The advantage of the Vertical Technique is that the scarring is much less, and the breast shape is better. It is my preferred technique, and I use it when possible. At your consultation, we will discuss the differences between the two techniques.
Will there be much scarring?
During the first few months after surgery the incisions tend to become red and occasionally raised, but they tend to fade nicely with time. The final result, of course, depends on how you heal.
Is the procedure painful?
The surgery is performed with you asleep under anesthesia. Afterward, there is some discomfort, but it's quite minimal. Most patients tell me that they were surprised at how little pain they experience. You will certainly be offered pain medication after the procedure, but most patients require very little.
Hour long will I be off from work?
I recommend that you take a minimum of one week off from work. This allows you to recover from the affects of surgery. At the end of one week, you may resume non-strenuous activities, but you should limit lifting and stretching for an additional week.
Will I need a blood transfusion for this surgery?
If your breasts are very large, I may recommend that you donate blood before the surgery, although this is very uncommon. I never have had to give a blood transfusion to a breast reduction patient, although it is possible. Blood loss from this surgery is generally quite minimal.
Do I need any special tests prior to breast reduction surgery?
For women over 30, I strongly recommend a mammogram prior to surgery. This lets us see if there are any suspicious areas that should be biopsied at the time of the breast reduction. In addition, as for all surgery, routine laboratory tests are taken.
How small can you make my breasts?
The goal is to reduce the size of your breasts so that your discomfort is relieved and the breasts fit better with your general body size. At the time of your consultation, we can discuss this in detail.

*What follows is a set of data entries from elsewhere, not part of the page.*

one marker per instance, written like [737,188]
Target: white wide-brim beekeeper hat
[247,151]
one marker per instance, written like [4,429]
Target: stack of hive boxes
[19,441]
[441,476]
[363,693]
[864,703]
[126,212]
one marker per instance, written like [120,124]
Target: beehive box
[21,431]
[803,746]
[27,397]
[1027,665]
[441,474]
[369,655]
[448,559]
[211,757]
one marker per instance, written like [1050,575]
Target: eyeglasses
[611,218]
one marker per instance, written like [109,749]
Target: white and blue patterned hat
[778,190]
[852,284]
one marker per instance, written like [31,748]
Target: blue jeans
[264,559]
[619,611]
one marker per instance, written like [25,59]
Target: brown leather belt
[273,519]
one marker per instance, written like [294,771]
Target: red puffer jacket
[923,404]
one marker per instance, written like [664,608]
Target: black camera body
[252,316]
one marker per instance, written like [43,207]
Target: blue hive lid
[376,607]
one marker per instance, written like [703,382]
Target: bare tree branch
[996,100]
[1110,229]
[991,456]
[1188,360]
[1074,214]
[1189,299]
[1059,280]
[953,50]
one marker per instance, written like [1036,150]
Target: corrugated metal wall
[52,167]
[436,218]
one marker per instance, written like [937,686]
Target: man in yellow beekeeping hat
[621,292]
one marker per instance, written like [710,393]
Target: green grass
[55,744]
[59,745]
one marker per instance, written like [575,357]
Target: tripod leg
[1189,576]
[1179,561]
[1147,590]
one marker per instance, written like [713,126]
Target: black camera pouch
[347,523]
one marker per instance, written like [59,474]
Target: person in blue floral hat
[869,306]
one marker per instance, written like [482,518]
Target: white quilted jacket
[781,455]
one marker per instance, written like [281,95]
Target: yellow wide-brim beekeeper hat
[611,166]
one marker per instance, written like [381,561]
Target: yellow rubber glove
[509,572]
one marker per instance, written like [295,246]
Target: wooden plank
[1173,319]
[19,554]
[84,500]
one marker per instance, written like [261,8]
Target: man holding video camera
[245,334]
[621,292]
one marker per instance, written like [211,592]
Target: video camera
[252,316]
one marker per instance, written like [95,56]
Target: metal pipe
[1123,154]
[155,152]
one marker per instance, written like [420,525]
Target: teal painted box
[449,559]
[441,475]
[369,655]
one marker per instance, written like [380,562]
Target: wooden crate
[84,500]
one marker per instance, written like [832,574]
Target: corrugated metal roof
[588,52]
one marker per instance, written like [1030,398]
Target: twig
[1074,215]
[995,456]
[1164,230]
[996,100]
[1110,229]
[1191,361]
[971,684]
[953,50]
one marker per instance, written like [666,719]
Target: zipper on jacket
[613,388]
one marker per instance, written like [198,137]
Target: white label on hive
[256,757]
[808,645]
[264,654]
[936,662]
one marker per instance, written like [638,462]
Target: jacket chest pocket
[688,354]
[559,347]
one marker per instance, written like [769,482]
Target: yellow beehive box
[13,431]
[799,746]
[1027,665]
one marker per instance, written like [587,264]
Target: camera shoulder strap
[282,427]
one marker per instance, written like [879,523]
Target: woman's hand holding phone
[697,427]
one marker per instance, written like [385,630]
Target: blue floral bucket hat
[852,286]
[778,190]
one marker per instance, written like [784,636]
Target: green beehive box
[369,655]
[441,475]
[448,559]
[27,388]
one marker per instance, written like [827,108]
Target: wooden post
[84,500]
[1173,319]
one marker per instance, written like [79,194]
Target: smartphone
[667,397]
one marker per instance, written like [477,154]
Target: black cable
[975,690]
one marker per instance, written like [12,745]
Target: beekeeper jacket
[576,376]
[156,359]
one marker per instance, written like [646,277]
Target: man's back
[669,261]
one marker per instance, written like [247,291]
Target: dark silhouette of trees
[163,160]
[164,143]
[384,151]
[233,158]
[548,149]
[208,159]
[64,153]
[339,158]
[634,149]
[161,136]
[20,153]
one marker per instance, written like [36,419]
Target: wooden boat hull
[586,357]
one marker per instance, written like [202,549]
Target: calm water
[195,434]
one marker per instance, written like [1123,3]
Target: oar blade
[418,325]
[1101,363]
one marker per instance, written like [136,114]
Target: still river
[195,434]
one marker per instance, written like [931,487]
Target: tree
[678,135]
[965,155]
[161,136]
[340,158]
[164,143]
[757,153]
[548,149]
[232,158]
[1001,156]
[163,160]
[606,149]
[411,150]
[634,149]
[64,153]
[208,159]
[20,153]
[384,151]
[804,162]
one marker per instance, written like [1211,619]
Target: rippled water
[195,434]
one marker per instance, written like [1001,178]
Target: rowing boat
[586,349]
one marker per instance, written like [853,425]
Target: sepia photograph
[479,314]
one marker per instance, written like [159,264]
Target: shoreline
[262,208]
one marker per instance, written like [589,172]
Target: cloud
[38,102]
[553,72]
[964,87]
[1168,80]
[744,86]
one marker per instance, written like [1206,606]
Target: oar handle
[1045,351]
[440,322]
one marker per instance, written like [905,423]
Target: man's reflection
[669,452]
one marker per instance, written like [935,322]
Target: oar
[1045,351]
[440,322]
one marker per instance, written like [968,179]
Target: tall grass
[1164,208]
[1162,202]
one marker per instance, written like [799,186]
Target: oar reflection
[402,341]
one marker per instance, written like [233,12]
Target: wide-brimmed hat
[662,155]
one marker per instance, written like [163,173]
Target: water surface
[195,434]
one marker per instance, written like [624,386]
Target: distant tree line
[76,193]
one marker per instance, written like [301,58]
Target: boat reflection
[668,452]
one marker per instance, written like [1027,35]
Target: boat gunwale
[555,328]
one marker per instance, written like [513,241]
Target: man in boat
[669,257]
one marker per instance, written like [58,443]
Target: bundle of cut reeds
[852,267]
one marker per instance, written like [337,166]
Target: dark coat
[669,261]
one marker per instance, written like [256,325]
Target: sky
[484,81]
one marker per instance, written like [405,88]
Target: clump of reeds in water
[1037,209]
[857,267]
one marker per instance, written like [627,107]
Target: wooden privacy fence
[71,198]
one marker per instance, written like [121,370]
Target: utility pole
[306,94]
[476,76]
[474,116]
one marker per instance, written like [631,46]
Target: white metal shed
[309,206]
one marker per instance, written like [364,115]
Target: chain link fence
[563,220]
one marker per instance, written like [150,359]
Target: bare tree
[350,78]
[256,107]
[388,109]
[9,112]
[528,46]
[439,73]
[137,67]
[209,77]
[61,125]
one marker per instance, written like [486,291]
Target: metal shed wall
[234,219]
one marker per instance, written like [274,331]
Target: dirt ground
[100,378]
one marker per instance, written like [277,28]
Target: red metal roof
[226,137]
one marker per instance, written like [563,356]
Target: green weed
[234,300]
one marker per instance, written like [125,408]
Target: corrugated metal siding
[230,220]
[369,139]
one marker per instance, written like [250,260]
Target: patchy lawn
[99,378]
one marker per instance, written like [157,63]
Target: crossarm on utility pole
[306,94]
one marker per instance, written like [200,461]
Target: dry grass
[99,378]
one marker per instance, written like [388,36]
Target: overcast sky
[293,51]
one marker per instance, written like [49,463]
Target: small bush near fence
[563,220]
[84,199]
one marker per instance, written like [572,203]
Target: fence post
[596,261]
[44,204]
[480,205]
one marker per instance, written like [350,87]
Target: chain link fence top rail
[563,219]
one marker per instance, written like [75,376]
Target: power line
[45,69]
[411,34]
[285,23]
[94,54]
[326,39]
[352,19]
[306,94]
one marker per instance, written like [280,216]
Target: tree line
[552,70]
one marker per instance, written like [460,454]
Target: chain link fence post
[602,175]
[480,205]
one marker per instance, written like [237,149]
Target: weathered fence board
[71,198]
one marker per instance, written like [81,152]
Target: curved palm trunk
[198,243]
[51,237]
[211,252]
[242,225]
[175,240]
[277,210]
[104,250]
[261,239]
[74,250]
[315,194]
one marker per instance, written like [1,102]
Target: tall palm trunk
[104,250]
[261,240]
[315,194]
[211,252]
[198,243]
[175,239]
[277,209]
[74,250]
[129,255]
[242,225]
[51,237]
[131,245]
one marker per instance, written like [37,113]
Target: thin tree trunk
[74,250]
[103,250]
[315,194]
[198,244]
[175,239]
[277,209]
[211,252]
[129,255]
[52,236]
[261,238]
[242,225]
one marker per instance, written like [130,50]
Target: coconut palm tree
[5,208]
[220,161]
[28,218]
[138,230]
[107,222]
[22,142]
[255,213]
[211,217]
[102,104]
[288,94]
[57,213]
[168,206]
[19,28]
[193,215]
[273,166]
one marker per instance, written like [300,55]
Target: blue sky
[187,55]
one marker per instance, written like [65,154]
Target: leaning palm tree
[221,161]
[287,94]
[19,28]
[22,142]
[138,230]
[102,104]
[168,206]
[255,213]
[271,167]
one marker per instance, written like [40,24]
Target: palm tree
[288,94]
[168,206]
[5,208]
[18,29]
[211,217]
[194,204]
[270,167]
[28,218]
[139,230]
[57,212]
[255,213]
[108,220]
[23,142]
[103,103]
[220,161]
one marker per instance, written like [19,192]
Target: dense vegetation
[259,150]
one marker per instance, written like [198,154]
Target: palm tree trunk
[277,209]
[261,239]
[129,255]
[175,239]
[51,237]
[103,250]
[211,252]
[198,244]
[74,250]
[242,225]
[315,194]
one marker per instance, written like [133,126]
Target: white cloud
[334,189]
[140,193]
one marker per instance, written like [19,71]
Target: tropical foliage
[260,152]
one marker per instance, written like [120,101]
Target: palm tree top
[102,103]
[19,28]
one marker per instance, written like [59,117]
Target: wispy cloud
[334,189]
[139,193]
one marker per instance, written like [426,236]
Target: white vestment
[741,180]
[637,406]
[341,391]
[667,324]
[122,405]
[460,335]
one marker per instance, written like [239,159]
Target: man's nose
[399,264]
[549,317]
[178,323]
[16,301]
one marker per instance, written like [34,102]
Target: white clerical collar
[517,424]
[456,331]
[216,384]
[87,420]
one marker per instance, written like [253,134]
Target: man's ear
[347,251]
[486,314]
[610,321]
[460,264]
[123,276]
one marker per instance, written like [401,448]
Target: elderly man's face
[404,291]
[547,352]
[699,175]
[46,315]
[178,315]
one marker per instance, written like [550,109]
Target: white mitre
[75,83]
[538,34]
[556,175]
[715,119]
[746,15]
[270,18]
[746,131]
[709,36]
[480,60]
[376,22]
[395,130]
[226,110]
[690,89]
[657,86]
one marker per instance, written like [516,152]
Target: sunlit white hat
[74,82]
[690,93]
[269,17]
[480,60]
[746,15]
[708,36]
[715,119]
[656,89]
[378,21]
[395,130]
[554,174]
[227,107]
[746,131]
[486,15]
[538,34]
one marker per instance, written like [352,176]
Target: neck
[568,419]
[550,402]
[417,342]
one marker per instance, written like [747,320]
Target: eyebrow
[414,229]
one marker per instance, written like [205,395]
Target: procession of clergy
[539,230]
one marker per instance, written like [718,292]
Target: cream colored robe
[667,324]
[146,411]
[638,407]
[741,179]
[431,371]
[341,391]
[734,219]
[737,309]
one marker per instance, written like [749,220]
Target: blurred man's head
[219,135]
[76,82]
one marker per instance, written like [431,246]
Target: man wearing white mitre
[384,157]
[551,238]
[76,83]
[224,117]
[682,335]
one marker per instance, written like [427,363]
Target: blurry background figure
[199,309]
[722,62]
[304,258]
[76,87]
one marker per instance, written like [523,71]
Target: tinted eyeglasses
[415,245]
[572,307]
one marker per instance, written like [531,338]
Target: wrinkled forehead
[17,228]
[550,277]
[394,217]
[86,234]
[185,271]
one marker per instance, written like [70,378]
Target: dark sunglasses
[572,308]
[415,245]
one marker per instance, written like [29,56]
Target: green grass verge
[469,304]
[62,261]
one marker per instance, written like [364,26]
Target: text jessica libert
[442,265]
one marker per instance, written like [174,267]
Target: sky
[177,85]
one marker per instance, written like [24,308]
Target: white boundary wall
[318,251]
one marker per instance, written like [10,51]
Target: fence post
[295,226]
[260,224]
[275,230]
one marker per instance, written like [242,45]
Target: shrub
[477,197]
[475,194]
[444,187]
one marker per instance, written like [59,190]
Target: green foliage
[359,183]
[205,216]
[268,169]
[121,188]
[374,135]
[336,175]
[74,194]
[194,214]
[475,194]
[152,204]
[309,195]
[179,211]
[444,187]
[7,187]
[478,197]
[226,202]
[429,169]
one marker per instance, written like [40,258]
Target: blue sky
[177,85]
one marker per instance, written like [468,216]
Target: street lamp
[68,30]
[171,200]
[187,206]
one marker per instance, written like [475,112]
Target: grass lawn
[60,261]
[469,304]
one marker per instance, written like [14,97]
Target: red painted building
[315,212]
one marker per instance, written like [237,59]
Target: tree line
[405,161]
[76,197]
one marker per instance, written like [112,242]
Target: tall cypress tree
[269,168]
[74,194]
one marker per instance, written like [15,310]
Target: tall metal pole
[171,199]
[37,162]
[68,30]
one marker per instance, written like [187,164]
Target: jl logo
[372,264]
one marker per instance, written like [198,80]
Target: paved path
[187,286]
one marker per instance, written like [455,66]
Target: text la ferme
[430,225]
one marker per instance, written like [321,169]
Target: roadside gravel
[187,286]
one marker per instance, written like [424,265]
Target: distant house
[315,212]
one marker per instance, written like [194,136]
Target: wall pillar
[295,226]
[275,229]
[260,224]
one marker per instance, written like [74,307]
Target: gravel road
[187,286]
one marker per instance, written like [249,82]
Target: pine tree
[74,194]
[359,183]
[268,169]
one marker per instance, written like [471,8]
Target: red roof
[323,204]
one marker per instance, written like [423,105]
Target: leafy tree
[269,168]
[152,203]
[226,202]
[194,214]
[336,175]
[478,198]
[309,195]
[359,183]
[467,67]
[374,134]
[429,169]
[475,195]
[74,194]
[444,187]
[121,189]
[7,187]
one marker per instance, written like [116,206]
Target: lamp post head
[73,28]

Are there risks to breast reduction?
As with all surgery, there are risks. Bleeding, scarring and infection may occur. Differences in the size and shape of the breast, generally quite small, are occasionally seen. Loss of the nipple areola or loss of sensation to this area may happen, but this is very unusual. Inability to breast feed following surgery is a possibility. Continued droop of your breasts as you get older may also change the shape of your breasts. Adverse reactions to medications and anesthetics can also sometimes occur. These risks are explained not to frighten, but to inform you. Breast reduction has in fact proven to be a safe and predictable operation.
Will insurance cover the cost of surgery?
In the past, insurance companies were very lenient about providing coverage for breast reduction. Unfortunately, with Managed Care, the insurance companies have changed that policy. Coverage may be available in extreme cases, but the average breast reduction in my practice is no longer covered by insurance. We will be happy to submit the insurance forms and supporting documents, such as photographs and physical examination data, but the patient is responsible for the costs of the procedure. If there is some question, we can request pre-authorization from your insurance company.
Should I have it done?
That's a question only you can answer. At the time of your consultation, we can discuss your questions and concerns in detail. You don't have to decide on the first visit, and you may decide that you're not interested at all. What is important is that we work together to make the decision that's right for you.